Daniel Widlöcher, professeur à l'Université Pierre et Marie Curie, médecin du Groupe Hospitalier Pitié Salpêtrière

Représentation de l'action dans les états schizophréniques

L'étude de la représentation des actions complexes soulève des difficultés méthodologiques. Celles-ci peuvent, certes, être contournées par une simple extrapolation à partir de l'étude des gestes moteurs simples. A propos de la notion de copie d'efférence, on discutera le bien-fondé de cette extrapolation.
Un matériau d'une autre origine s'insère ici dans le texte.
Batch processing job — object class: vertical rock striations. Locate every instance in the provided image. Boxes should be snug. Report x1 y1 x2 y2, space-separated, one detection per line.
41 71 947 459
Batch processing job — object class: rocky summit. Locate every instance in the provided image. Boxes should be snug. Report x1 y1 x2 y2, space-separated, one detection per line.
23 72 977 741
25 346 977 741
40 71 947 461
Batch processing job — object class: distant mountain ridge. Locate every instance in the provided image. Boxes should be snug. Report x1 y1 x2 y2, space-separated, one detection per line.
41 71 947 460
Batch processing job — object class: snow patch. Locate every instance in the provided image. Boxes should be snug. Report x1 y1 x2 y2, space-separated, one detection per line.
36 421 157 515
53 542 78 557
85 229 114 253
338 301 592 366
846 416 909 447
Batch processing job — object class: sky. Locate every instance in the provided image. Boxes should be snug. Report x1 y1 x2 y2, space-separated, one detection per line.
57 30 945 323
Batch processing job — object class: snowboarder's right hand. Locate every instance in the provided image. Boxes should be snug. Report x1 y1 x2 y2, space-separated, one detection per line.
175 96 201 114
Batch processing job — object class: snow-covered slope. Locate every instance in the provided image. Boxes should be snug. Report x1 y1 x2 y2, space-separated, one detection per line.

La référence à la pathologie peut permettre de progresser par une approche directe d'anomalies touchant la représentation de ces actions complexes. Les données recueillies auprès de certains sujets présentant des troubles schizophréniques permettent d'illustrer cette démarche. Après avoir rapporté les arguments en faveur d'un trouble de la planification de l'action dans les états schizophréniques, on montrera certaines données qui laissent à penser qu'un déficit dans l'exploitation des informations sur l'action en cours joue un rôle dans ces difficultés de planification. Si cette hypothèse se vérifie, il conviendrait toutefois de se demander quelles sont les origines de ce déficit. Tiennent-elles à une difficulté à exploiter les données provenant d'indicateurs externes ou d'indicateurs internes ? Quel rôle accorder au traitement du contexte ? Quels effets sur l'attribution des intentions pour les actions d'autrui ? Autant de questions pour lesquelles certaines données expérimentales nous apportent quelque lumière.